Sunday, February 3, 2008

Trans-Siberian Express - Moscow to Yekaterinburg

This is where the Trans-Siberian starts. Moscow to Yekaterinburg is about a 30 hour train journey which took us across the border from European to Asian Russia.


We had booked 3rd class tickets for this part of the journey which means you are in an open carriage with dozens of other people, each with their own bunk. The trains in Russia are mostly clean and comfortable and each carriage has a manager called a provodnitsa who is responsible for order and cleanliness. This was a nice contrast to British trains where the only people on board are the driver and the person in the shop who will sell groups of lads vast quantities of Stella and then abandon the passengers to their fate.

It's important to note that the 'Express' part of the title for this journey was abandoned long ago and that the 'Trans-Siberian Amble' may be more appropriate with an average speed of under 50 mph. This is not necessarily a bad thing because it gives you a sense of contemplation and the kind of free time to talk, think and read that it's often hard to find in the busy shuffle of daily life. You can attempt that Russian novel you've never got around to reading, get intimate views of small, anonymous towns where the children go to school on skis and 2000 mile rivers are frozen all the way up to the Arctic Sea. The majority of the views out of the train windows are vast empty snowscapes which creep by with monotonous beauty. The bright winter sunshine reflects off the snow and the barks of silver birch trees making everything sparkle.

We were very lucky that for this journey we were sat with some really friendly Russian people and one person who spoke a little English.


One girl, Eena, was around 30 and was a nurse in an Aids Hospital in Norilsk which is an industrial town in the Arctic Circle which is known for Nickel mining. There was Tonya who was a Grandma and was from Yekaterinburg and spent a lot of the journey knitting. Then there were Artur and Ivan (my namesake) who came from Kazan, which is in between Moscow and Yekaterinburg and has a large muslim population and a beautiful mosque that we saw from train. Artur was a fireman with incredible boots. They were proper big fire-retardent boots with uber-warm felt lining. He mocked our trainers as being unfit for a Siberia winter and we feared for our toes. He also managed to beat me at chess within about 5 minutes. I sat staring at the board for minutes on end with sweat forming on my forehead from the intense concentration, meanwhile Artur would come back from making his bed and make a move which swept away my defences after 10 second's consideration.
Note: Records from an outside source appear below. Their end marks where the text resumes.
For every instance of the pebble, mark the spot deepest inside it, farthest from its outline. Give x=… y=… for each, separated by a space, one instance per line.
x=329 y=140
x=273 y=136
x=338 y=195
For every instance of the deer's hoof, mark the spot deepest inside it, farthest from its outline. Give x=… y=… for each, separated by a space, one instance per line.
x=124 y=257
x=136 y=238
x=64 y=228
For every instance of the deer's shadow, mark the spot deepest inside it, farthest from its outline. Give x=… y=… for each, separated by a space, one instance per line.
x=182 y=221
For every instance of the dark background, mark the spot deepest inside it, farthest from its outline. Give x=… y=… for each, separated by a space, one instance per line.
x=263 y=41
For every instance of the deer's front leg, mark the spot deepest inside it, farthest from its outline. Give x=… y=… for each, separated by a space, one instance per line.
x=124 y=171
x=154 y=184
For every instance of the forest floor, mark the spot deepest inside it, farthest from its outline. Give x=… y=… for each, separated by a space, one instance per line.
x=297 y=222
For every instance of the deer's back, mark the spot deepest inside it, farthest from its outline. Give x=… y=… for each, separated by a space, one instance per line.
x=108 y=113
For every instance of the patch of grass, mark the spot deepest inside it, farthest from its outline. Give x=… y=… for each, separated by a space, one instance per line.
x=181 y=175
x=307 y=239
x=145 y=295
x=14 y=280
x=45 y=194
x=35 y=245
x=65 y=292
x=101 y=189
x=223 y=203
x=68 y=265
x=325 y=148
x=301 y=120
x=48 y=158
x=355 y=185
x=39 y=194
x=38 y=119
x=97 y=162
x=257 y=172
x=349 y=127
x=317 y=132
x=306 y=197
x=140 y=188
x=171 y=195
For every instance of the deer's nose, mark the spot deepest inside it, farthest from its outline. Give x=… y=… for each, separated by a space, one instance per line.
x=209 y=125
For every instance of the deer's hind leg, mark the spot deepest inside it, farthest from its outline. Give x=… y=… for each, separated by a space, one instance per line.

As the guide book informed us is often the case with meeting Russian people, the conversation turned to money and the cost of living. The general impression we got was that wages in Russia for most people don't meet the costs of living. It seems that things have improved for some people since the economic turmoil of the late nineties but there was certainly anger at the epic scale of corruption in Russian society which seems to have turned from a totalitarian communist state to a totalitarian capitalist state within a very short space of time. The average worker in Russia is forced to spend half their wage on gas while the oligarchs that control the industries expolit their privatised monopolies to extract as much money from people as they wish and use it to buy mansions and football clubs abroad. As soon as we told people we were from England they would say: "Ambramovich"; "Chelsea" and shake their heads in annoyance at the state of their country.

We got a very good impression of Russian people from this journey. They are very kind, generous and open and will share whatever they have with you and go to extraordinary lengths to help poor clueless English tourists who barely speak Russian. I suppose sharing and helping other people is essential in a society where so many people have so little.

At the end of the journey Tonya inisisted on taking the time to walk us to our hotel near the station in -20 degree cold because she feared we would get lost on the way.